Thème Eau - Edition 2015
Nouveau !
Dernière mise à jour : 2015

Une masse d’eau est un volume d’eau qui présente
une certaine homogénéité du point de vue des
caractéristiques naturelles et des pressions exercées
par les activités humaines, et pour lequel il est possible
de définir un même objectif de qualité.
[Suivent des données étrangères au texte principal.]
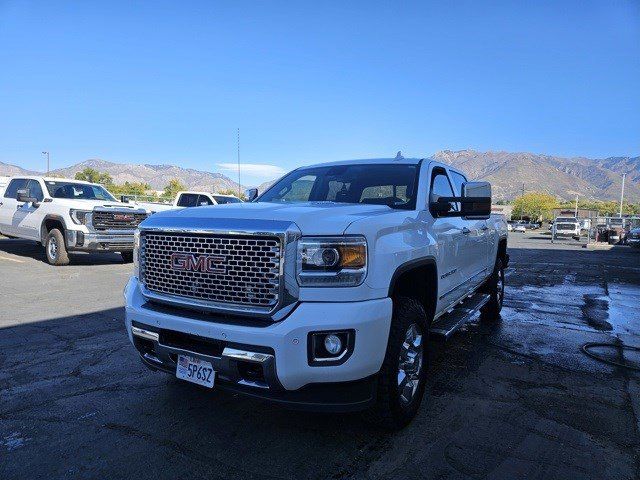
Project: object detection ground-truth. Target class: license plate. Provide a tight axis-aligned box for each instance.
[176,355,216,388]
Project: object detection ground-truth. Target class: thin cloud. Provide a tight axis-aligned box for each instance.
[218,163,287,179]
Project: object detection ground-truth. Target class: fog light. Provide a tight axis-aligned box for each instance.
[307,330,356,366]
[324,333,342,355]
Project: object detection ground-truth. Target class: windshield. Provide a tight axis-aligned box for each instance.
[46,180,117,202]
[256,164,418,210]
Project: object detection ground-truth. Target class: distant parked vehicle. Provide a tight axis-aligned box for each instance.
[0,176,148,265]
[129,191,242,213]
[0,177,9,197]
[551,217,581,240]
[627,228,640,248]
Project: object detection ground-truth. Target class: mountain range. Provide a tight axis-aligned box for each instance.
[433,150,640,203]
[0,150,640,203]
[0,159,245,192]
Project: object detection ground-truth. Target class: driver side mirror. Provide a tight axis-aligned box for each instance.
[245,188,258,202]
[16,190,40,207]
[462,182,491,220]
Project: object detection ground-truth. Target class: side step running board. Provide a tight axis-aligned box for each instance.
[430,293,490,340]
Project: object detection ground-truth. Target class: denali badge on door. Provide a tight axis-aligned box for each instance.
[176,355,216,388]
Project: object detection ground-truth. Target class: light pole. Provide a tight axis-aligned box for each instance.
[238,128,242,198]
[42,152,49,175]
[619,173,627,218]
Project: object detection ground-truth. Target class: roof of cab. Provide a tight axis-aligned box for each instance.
[9,175,100,185]
[301,157,423,168]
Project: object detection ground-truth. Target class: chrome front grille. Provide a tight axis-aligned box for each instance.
[92,211,147,230]
[140,232,281,310]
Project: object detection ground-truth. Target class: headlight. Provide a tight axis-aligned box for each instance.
[133,228,140,278]
[69,208,91,225]
[298,237,367,287]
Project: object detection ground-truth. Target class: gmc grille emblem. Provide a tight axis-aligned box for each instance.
[171,252,227,274]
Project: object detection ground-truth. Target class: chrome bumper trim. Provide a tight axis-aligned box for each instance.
[222,347,273,363]
[131,325,160,342]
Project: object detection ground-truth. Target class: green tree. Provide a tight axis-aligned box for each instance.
[511,192,560,221]
[162,178,187,199]
[110,182,151,196]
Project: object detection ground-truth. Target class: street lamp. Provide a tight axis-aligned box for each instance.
[42,152,49,175]
[618,173,627,218]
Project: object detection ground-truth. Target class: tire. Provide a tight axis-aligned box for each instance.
[480,257,504,321]
[364,297,429,430]
[44,228,69,266]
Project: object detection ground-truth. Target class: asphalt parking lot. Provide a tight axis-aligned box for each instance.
[0,234,640,479]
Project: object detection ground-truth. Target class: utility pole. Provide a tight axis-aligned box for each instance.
[619,173,627,218]
[238,128,242,198]
[42,152,49,175]
[520,182,524,221]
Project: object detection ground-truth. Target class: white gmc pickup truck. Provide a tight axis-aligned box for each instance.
[0,177,148,265]
[124,157,509,428]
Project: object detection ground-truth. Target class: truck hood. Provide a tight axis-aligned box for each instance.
[141,202,394,235]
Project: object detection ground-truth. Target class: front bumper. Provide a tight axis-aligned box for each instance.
[67,230,133,252]
[125,278,392,411]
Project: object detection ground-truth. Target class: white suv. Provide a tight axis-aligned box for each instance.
[0,176,147,265]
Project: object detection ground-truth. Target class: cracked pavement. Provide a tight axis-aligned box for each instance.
[0,234,640,480]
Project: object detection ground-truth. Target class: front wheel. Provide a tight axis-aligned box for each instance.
[44,228,69,266]
[480,257,504,320]
[365,298,428,430]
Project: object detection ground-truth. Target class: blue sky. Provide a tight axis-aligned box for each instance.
[0,0,640,184]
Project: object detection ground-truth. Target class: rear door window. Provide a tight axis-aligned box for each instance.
[27,180,44,202]
[4,178,28,200]
[178,193,198,207]
[198,195,213,206]
[431,169,458,211]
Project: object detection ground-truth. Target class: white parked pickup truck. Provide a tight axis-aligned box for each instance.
[124,191,242,213]
[124,158,509,428]
[0,176,148,265]
[551,217,581,241]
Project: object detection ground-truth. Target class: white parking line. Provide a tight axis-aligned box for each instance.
[0,257,24,263]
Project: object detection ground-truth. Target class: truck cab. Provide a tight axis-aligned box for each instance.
[173,191,242,208]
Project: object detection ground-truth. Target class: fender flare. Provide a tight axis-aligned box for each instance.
[388,256,438,297]
[40,214,67,245]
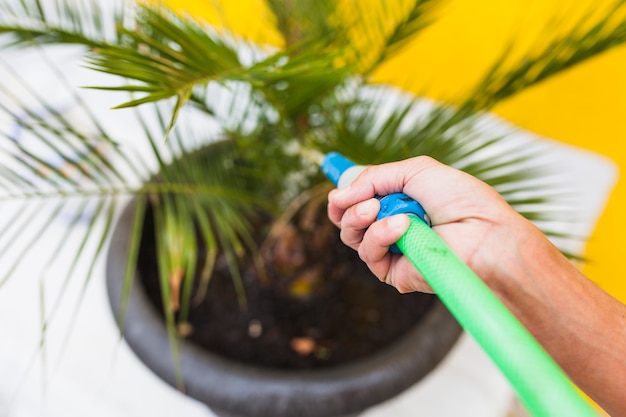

Un même cours
d’eau peut être divisé en plusieurs masses d’eau si ses
caractéristiques diffèrent de l’amont à l’aval par exemple.

Il existe 5 sortes de masses d’eau : les cours d’eau, les plans
d’eau, les eaux de transition (estuaires), les eaux côtières
(eaux marines le long du littoral) et les eaux souterraines.
Plus globalement, les masses d’eau se décomposent en
deux grandes catégories : les masses d’eau superficielles
ou de surface (cours d’eau, plans d’eau, estuaires ou
portions du littoral) et les masses d’eau souterraines.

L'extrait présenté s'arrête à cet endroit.